Les modèles NER généraux gèrent les types d'entités courants (personne, organisation, lieu, date). Les applications spécifiques à un domaine ont besoin de types personnalisés : le NER médical extrait les médicaments, symptômes et dosages. Le NER juridique extrait les numéros de dossier, les lois et les parties. Le NER financier extrait les symboles boursiers, les métriques financières et les références réglementaires. Tout ça nécessite des données d'entraînement spécifiques au domaine, qui sont coûteuses à annoter mais améliorent drastiquement la qualité d'extraction dans les contextes spécialisés.

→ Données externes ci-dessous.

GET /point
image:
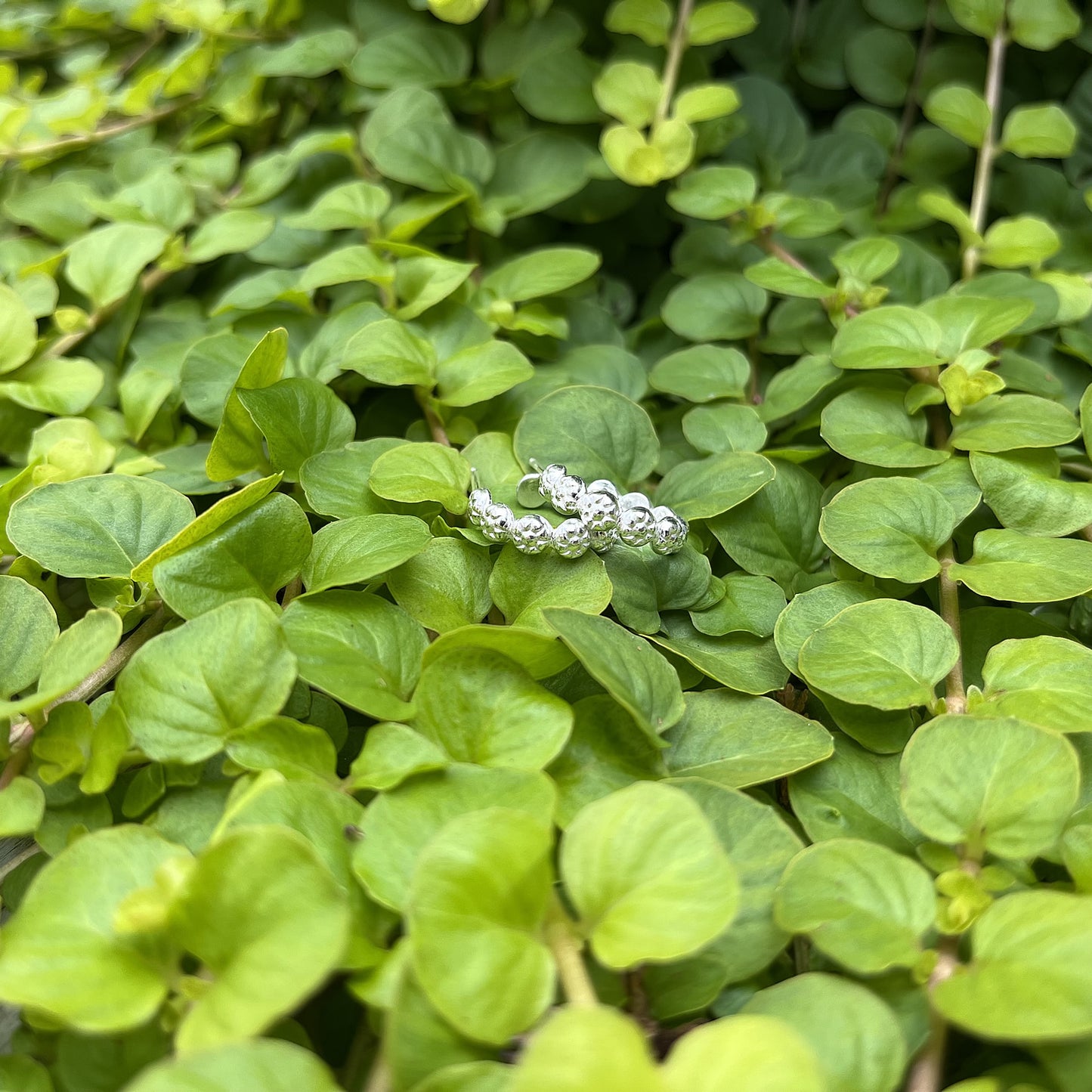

Les LLM peuvent faire du NER via le prompting : « Extrais tous les noms de personnes et organisations de ce texte et retourne en JSON. » C'est plus lent et plus cher que les modèles NER dédiés mais gère les types d'entités nouveaux sans données d'entraînement et fonctionne dans toutes les langues dès le départ. Pour les systèmes de production traitant des millions de documents, les modèles dédiés gagnent sur le coût. Pour l'extraction ponctuelle ou les types d'entités peu courants, les LLM gagnent sur la flexibilité.